The NeSy4VRD dataset consists of an image dataset with associated visual relationship annotations. The images of the NeSy4VRD dataset are the same as those that were once publicly available as part of the VRD dataset. The NeSy4VRD visual relationship annotations of those images are a highly customised and quality-improved version of the original VRD visual relationship annotations. The NeSy4VRD dataset is designed for computer vision-based research that involves detecting objects in images and predicting the relationships between ordered pairs of those objects that have been annotated for the images. A visual relationship for an image of the NeSy4VRD dataset has the form <'subject', 'predicate', 'object'>, where the 'subject' and 'object' are two objects in the image, and the 'predicate' describes some relation between them. Both the 'subject' and 'object' objects are specified in terms of bounding boxes and object classes. For example, typical visual relationships are <'person', 'ride', 'horse'>, <'hat', 'on', 'teddy bear'> and <'cat', 'under', 'pillow'>.

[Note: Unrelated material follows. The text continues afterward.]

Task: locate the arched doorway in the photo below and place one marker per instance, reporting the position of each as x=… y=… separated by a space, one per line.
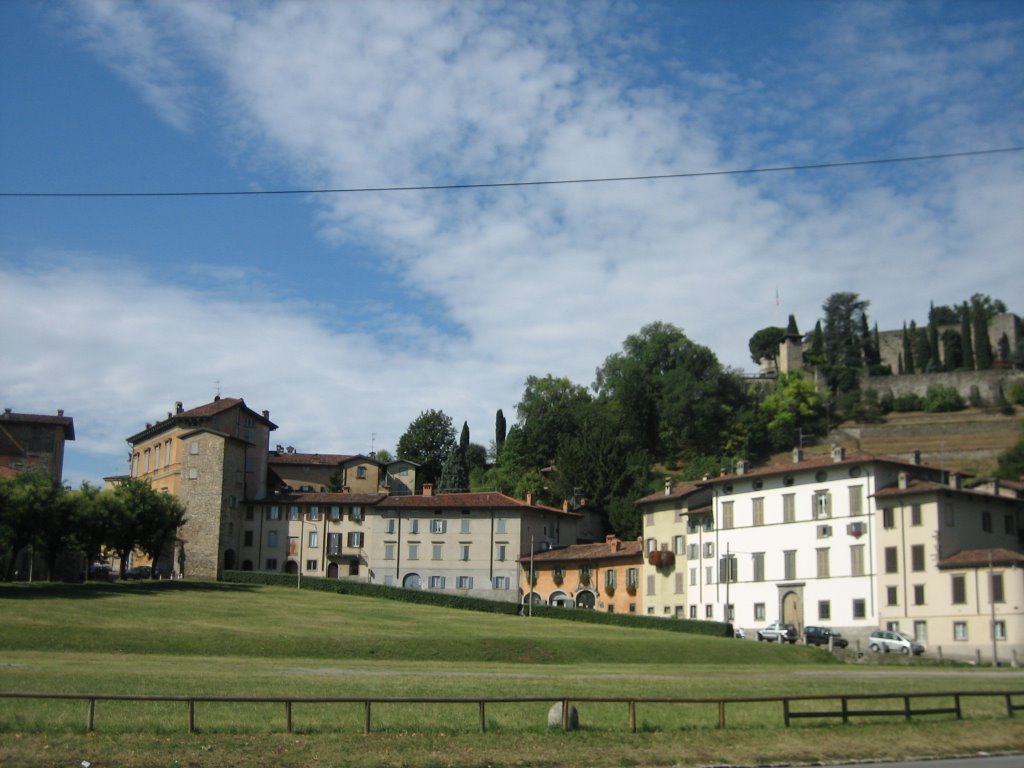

Visual relationship detection is pursued as a computer vision application task in its own right, and as a building block capability for the broader application task of scene graph generation. Scene graph generation, in turn, is commonly used as a precursor to a variety of enriched, downstream visual understanding and reasoning application tasks, such as image captioning, visual question answering, image retrieval, image generation and multimedia event processing.

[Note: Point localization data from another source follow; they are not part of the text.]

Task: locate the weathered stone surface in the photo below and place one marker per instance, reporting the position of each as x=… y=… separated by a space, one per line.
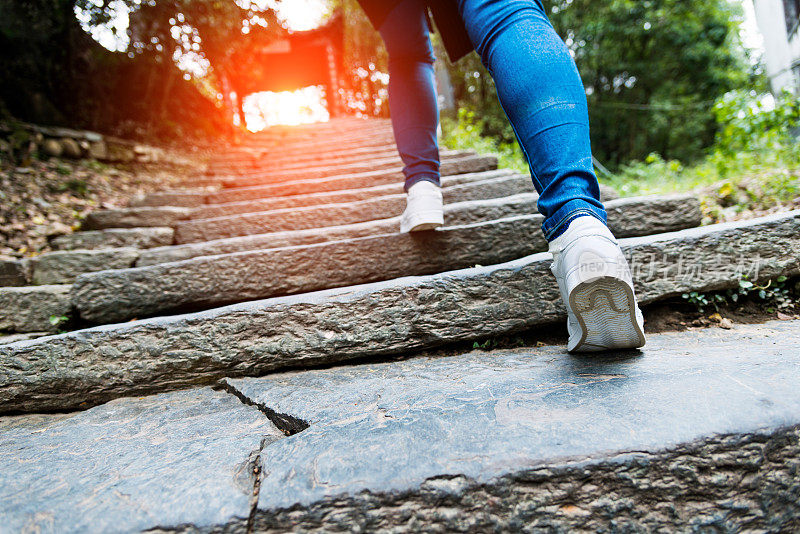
x=453 y=423
x=182 y=199
x=135 y=217
x=204 y=282
x=318 y=217
x=132 y=464
x=263 y=172
x=363 y=179
x=98 y=150
x=13 y=338
x=212 y=281
x=379 y=319
x=71 y=148
x=242 y=194
x=731 y=483
x=147 y=237
x=672 y=208
x=28 y=309
x=473 y=190
x=61 y=267
x=51 y=147
x=13 y=272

The NeSy4VRD ontology, VRD-World, is a rich, well-aligned, companion to the NeSy4VRD dataset. It directly describes the domain of the NeSy4VRD dataset, as reflected in the NeSy4VRD visual relationship annotations. More specifically, all of the object classes featuring in the NeSy4VRD visual relationship annotations have corresponding classes within the VRD-World class hierarchy, and all of the predicates featuring in the NeSy4VRD visual relationship annotations have corresponding object properties within the VRD-World object property hierarchy.
All of the components of the NeSy4VRD research resource other than the two components (the dataset and the ontology) hosted on Zenodo are available here, on GitHub.
The components of NeSy4VRD available here on GitHub include:
- comprehensive NeSy4VRD extensibility support infrastructure that makes it easy to customise and extend the NeSy4VRD visual relationship annotations and, thereby, easy to customise and extend the NeSy4VRD ontology, VRD-World, as well
- open source Python NeSy4VRD sample code for both loading the NeSy4VRD visual relationship annotations into a knowledge graph hosting the VRD-World ontology, and for extracting the same and reconstituting the visual relationship annotations in their native format, without loss of information.
More information about the VRD dataset is available here . The original VRD visual relationship annotations for the VRD images are still publicly available from that URL, as they have always been. Public availability of the VRD images themselves (via information accessible from that URL), however, ceased sometime in the latter part of 2021. We thank Dr. Ranjay Krishna, one of the principals associated with the VRD dataset, for granting us permission to re-establish the public availability of the VRD images as part of NeSy4VRD.
People wishing to use the original VRD dataset can thus still do so. They can access the VRD images from within the NeSy4VRD dataset entry on Zenodo, and access the VRD visual relationship annotations from the URL just mentioned.
A note of caution: the NeSy4VRD OWL ontology, VRD-World, is not compatible with the original VRD visual relationship annotations and cannot be used in conjunction with them. The VRD-World ontology has been engineered in relation to the highly customised and quality-improved NeSy4VRD visual relationship annotations. The customisations that were applied include ones that introduced many new object classes, merged some of the existing object classes, introduced one new predicate, and changed several predicate names.
However, users can, if they wish, use the NeSy4VRD visual relationship annotation customisation extensibility infrastructure (available here, on GitHub) to undertake their own customisation exercise on the original VRD visual relationship annotations. This is precisely how the highly customised NeSy4VRD visual relationship annotations were created in the first place. The primary intended use case of NeSy4VRD's extensibility support infrastructure, however, is for researchers to use the NeSy4VRD visual relationship annotations as their starting point, and to take these forward with onward customisations, whether to further enrich the annotations, or to create new or more data conditions of particular interest for their research, or to establish the necessary conditions for adapting or extending the VRD-World OWL ontology in various ways.